Dans certaines régions, la résistance à la junte a dégénéré en conflit, et les combats ont déplacé des dizaines de milliers de personnes à travers le pays, selon l'ONU. Des milliers de personnes ont fui par-delà les frontières vers la Thaïlande et l'Inde.

IMAGE VIRALE

Dans l'État de Kayah, au nord-est du pays, où les combats ont été féroces, Banyar Khun Naung, directeur du Karenni Human Rights Group, une organisation à but non lucratif, a déclaré qu'au moins 50 personnes étaient portées disparues.

Le groupe tente d'aider les familles dans leurs recherches, en demandant aux prisonniers récemment libérés les noms dont ils se souviennent.

"Les familles des personnes disparues souffrent beaucoup, surtout mentalement, car il est épuisant de ne pas savoir où se trouvent leurs proches", a-t-il déclaré.

Myint Aung, âgé d'une cinquantaine d'années et vivant actuellement dans un camp de personnes déplacées à Kayah, a déclaré que son fils Pascalal, âgé de 17 ans, avait disparu en septembre.
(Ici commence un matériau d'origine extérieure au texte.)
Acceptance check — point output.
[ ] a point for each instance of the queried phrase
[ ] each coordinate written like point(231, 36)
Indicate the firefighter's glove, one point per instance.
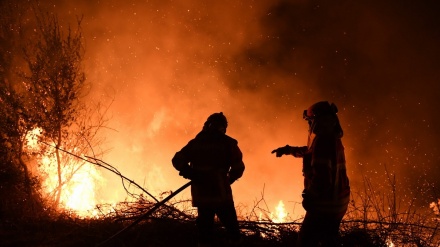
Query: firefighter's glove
point(282, 151)
point(231, 179)
point(188, 173)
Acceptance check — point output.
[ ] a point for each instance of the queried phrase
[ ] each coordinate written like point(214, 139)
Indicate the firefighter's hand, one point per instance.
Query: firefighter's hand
point(282, 151)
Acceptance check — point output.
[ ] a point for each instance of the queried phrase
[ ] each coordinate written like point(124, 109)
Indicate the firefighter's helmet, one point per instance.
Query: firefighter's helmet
point(216, 121)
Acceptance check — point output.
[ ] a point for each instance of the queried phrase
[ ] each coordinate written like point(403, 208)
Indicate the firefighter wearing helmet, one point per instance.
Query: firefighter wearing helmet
point(213, 161)
point(326, 191)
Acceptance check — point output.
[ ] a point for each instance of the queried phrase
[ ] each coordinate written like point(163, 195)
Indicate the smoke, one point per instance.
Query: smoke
point(169, 64)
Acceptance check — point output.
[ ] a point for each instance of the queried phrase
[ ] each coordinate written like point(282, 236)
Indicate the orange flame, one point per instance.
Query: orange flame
point(80, 180)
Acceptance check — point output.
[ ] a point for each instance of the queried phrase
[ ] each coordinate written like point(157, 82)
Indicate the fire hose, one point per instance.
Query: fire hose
point(145, 215)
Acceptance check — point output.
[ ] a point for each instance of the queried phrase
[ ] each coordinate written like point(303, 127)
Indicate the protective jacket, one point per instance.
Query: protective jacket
point(214, 161)
point(326, 185)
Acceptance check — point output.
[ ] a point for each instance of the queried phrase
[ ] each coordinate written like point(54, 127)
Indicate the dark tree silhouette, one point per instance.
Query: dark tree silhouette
point(55, 82)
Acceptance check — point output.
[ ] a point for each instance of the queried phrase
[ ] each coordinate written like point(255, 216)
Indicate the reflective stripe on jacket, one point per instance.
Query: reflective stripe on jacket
point(216, 161)
point(326, 185)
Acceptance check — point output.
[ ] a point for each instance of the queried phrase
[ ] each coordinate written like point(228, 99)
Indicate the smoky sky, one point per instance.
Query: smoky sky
point(169, 64)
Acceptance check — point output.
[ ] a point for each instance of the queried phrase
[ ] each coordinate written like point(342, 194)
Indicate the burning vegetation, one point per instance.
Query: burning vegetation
point(52, 168)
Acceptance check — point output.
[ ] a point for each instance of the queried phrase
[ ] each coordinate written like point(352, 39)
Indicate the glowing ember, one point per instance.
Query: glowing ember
point(78, 177)
point(280, 213)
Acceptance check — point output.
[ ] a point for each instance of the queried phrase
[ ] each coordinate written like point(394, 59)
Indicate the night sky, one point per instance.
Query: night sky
point(169, 64)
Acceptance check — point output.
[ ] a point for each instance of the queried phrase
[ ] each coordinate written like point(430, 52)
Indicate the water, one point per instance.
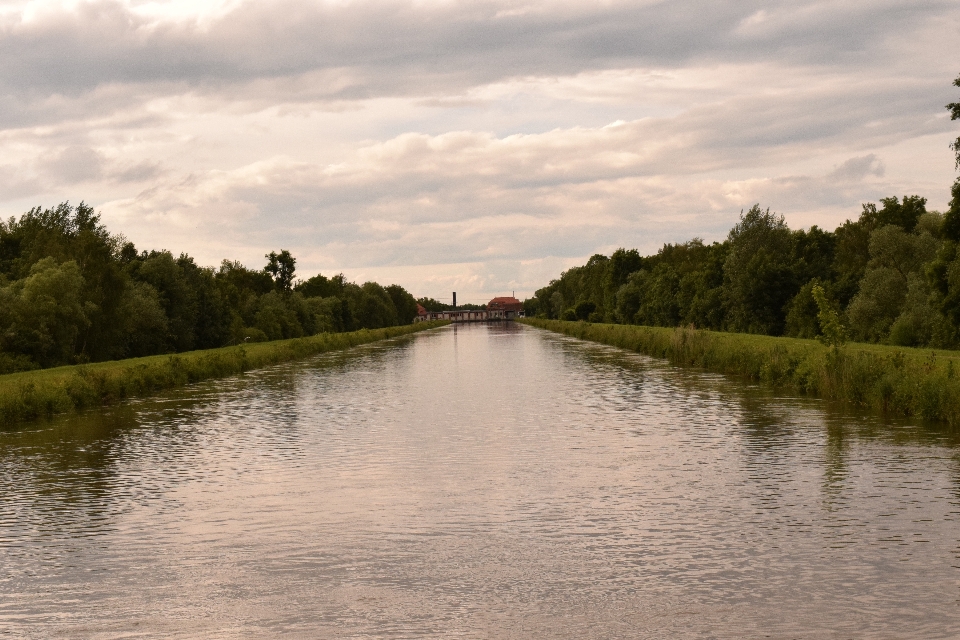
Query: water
point(479, 482)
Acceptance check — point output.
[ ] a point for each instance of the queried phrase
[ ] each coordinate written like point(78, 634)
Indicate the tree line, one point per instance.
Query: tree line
point(71, 292)
point(892, 276)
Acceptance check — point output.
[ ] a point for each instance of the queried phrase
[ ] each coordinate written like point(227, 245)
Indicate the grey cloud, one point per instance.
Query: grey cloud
point(73, 164)
point(404, 49)
point(856, 169)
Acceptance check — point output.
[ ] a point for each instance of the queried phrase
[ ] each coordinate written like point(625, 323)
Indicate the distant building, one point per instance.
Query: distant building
point(506, 307)
point(501, 308)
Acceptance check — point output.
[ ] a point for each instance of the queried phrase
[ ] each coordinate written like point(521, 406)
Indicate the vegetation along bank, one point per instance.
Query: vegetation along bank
point(903, 381)
point(33, 394)
point(892, 275)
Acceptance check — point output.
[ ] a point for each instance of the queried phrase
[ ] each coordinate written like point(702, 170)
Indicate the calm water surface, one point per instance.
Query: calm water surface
point(479, 482)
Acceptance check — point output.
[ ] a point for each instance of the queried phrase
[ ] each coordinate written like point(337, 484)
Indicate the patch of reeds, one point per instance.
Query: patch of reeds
point(34, 394)
point(896, 380)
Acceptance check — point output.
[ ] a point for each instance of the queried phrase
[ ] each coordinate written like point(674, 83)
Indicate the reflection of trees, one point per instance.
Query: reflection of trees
point(75, 474)
point(835, 470)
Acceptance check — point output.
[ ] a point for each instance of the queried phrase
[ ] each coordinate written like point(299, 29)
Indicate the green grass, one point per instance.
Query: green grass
point(895, 380)
point(35, 394)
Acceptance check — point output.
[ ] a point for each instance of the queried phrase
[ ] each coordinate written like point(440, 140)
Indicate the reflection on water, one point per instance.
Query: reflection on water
point(480, 481)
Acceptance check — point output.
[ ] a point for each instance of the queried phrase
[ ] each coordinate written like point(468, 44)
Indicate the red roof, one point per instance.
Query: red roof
point(507, 303)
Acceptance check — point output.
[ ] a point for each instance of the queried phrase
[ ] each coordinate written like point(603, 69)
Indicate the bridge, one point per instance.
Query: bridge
point(500, 308)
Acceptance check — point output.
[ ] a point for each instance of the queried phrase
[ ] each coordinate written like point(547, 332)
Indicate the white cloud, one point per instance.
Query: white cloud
point(468, 140)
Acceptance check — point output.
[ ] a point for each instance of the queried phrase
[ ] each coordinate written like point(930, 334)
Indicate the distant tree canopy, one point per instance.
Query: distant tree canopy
point(891, 276)
point(72, 292)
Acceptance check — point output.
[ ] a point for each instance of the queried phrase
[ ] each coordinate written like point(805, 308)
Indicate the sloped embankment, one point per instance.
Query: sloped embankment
point(34, 394)
point(898, 380)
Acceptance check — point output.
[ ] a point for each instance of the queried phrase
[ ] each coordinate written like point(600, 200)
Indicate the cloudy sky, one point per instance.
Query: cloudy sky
point(480, 147)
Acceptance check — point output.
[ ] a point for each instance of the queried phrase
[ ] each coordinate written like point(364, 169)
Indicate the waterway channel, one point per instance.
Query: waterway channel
point(481, 481)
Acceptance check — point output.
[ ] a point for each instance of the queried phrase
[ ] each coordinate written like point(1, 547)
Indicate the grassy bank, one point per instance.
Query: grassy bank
point(34, 394)
point(898, 380)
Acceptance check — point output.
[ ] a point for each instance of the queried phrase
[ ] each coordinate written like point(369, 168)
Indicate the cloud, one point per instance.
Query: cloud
point(485, 142)
point(361, 50)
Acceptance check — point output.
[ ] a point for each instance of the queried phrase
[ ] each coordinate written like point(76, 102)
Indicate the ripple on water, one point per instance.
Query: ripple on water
point(479, 481)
L'adolescent a dit à son père qu'il allait se rendre chez eux, dans la capitale de l'État, Loikaw, pour vérifier la situation, mais il n'est jamais revenu, a déclaré Myint Aung.
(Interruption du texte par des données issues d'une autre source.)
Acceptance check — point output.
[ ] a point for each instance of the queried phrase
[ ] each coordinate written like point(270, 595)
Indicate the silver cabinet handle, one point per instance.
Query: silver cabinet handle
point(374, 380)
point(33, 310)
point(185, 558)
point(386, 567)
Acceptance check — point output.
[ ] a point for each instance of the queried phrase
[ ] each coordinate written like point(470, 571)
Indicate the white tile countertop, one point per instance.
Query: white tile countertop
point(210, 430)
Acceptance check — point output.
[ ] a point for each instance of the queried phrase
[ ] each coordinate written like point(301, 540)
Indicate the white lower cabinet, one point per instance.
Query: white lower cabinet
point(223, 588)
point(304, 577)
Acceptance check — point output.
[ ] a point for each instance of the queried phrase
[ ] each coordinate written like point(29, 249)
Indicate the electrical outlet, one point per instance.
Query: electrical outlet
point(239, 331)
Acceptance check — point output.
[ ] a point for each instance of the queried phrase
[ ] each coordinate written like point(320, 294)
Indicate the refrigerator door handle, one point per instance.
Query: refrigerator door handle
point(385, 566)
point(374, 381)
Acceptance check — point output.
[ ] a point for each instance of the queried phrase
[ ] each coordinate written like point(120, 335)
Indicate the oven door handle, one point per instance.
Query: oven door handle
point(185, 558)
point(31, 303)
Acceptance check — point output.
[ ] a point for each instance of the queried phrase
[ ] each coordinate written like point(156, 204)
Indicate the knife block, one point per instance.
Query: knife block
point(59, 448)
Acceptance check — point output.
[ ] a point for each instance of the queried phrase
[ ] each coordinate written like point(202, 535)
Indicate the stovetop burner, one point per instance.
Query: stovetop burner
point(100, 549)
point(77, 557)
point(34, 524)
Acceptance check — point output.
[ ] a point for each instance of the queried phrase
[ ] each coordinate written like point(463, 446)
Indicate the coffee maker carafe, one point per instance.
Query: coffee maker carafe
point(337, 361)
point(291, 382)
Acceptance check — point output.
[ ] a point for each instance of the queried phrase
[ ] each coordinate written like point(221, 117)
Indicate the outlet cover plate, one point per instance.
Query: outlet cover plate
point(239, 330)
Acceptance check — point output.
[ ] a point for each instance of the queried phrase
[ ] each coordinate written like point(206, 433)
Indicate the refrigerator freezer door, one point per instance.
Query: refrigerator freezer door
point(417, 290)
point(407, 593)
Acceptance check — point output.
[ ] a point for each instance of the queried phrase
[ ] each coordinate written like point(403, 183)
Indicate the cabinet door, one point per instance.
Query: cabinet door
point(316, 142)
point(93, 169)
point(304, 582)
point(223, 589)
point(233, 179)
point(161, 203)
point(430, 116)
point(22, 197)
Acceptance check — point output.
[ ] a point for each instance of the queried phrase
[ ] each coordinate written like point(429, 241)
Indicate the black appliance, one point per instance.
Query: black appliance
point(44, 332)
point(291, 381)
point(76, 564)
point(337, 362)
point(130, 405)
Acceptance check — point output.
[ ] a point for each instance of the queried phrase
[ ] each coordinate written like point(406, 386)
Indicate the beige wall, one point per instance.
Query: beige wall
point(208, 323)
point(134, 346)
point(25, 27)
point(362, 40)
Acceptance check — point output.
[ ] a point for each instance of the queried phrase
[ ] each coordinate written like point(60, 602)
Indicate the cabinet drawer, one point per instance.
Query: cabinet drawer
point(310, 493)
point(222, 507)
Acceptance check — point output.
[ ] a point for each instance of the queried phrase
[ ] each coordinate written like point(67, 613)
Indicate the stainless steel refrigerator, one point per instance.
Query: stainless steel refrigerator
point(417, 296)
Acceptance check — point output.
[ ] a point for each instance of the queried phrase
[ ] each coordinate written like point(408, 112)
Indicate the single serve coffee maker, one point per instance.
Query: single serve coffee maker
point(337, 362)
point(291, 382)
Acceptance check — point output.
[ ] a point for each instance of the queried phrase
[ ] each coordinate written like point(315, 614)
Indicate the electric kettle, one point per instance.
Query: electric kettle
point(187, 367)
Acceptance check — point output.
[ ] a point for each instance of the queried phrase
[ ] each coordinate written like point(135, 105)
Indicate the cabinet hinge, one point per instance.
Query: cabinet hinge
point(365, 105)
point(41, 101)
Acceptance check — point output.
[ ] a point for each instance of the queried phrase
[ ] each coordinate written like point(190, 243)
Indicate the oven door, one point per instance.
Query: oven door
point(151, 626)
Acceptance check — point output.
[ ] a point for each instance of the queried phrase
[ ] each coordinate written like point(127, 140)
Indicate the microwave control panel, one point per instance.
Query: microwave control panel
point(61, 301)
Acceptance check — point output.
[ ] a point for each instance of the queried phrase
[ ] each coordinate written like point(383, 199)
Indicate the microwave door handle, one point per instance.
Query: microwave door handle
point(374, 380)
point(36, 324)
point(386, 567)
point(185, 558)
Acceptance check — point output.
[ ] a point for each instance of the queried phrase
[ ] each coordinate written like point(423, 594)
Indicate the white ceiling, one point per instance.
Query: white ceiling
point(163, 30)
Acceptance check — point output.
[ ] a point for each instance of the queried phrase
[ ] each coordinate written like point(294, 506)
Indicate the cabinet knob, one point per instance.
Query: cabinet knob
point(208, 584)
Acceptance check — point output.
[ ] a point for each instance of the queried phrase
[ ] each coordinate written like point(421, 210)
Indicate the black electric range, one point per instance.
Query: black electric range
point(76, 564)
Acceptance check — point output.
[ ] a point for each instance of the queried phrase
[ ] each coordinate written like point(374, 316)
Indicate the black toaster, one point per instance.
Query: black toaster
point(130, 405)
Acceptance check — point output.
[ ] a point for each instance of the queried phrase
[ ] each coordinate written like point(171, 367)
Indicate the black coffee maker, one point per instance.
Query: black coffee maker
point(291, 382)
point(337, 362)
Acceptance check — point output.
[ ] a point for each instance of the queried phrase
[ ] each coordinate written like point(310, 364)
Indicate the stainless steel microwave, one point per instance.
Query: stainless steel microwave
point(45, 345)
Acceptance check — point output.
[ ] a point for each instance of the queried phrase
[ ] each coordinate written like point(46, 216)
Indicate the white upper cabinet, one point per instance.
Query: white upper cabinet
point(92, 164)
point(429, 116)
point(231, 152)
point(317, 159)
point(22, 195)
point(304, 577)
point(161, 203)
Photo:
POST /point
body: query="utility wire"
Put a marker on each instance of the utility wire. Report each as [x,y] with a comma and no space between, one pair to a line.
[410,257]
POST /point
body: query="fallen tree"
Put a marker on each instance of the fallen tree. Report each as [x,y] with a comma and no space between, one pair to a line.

Au lieu de cela, il a été détenu par les forces de sécurité, a déclaré Myint Aung à Reuters par téléphone, disant que des villageois locaux lui ont dit. Lorsqu'il s'est rendu à la station pour livrer de la nourriture, il a trouvé des soldats qui gardaient la zone et s'est enfui.

Depuis lors, Myint Aung n'a plus entendu parler de son fils, mais le groupe de défense des droits lui a dit qu'il ne se trouvait plus au poste de police, citant des conversations avec plusieurs personnes récemment libérées. Reuters n'a pas été en mesure de vérifier cette information de manière indépendante.
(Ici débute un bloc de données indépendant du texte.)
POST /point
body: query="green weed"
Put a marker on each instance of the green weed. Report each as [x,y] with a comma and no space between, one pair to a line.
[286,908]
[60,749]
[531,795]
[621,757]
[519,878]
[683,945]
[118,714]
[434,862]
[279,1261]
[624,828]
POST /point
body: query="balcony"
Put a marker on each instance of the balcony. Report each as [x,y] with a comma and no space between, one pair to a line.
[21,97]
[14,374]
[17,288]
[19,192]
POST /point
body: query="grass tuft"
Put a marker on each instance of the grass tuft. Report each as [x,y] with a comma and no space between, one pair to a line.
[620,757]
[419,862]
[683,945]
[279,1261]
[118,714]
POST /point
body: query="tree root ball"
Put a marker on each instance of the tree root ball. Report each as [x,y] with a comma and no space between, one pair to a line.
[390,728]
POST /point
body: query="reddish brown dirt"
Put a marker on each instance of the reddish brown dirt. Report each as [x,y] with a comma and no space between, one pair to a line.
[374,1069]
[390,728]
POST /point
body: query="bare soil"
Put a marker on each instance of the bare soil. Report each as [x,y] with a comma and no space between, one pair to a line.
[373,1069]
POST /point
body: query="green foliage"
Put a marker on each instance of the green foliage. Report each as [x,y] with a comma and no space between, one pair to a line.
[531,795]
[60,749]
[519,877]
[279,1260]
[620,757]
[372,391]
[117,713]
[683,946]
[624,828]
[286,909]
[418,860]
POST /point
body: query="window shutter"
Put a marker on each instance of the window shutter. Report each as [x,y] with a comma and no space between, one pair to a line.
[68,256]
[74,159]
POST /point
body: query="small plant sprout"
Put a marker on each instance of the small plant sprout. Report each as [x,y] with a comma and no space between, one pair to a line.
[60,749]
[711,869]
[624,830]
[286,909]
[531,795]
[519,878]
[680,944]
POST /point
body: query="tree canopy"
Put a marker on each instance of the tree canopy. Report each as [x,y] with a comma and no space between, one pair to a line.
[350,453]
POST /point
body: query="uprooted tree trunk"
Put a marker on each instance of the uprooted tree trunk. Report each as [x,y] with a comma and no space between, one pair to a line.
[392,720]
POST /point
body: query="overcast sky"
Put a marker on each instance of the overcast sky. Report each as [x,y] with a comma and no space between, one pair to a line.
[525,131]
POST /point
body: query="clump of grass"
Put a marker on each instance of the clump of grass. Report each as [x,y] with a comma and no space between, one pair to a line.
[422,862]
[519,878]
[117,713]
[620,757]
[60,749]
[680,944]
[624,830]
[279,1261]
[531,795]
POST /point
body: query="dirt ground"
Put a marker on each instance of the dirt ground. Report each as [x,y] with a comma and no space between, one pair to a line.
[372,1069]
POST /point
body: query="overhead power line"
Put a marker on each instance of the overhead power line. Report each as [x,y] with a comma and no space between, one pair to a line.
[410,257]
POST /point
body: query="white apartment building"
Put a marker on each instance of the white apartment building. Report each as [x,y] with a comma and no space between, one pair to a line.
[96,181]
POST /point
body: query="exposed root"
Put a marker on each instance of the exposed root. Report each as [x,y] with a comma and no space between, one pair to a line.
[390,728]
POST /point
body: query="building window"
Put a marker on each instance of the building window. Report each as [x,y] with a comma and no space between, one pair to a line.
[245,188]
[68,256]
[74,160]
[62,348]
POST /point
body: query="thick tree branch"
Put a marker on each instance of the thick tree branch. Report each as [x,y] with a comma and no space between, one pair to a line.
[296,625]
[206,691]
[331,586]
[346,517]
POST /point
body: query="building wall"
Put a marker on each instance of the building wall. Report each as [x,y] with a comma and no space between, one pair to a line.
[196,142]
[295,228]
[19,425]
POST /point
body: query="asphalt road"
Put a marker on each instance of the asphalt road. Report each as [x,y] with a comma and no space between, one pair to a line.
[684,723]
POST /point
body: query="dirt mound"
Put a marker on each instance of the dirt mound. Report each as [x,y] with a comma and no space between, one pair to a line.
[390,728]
Banyar Khun Naung, directeur du groupe de défense des droits des Karennis, a déclaré que l'adolescent était l'un des deux jeunes hommes photographiés faisant le salut "Hunger Games" adopté par les manifestants alors qu'ils étaient détenus à genoux au bord d'une route, attachés ensemble avec une corde par un soldat, dans une image largement diffusée sur les médias sociaux. Sa sœur a confirmé par téléphone qu'il s'agissait de Pascalal.

La photo est apparue dans un post viral d'un compte qui semblait appartenir à un soldat de haut rang, avec la légende suivante : "Pendant que nous les laissons faire ce qu'ils veulent avant de leur mettre des balles dans la tête". Le compte a été supprimé par la suite et Reuters n'a pas pu joindre son propriétaire pour un commentaire.

"C'est un garçon civil mineur et il n'a rien fait de mal", a déclaré son père Myint Aung.

La police de Loikaw n'a pas répondu aux appels téléphoniques de Reuters cherchant à faire des commentaires.

À Yangon, la famille de Wai Soe Hlaing dit à sa fille de quatre ans que son père travaille quelque part au loin. Parfois, dit Win Hlaing, elle murmure à son sujet : "Mon papa est parti depuis trop longtemps."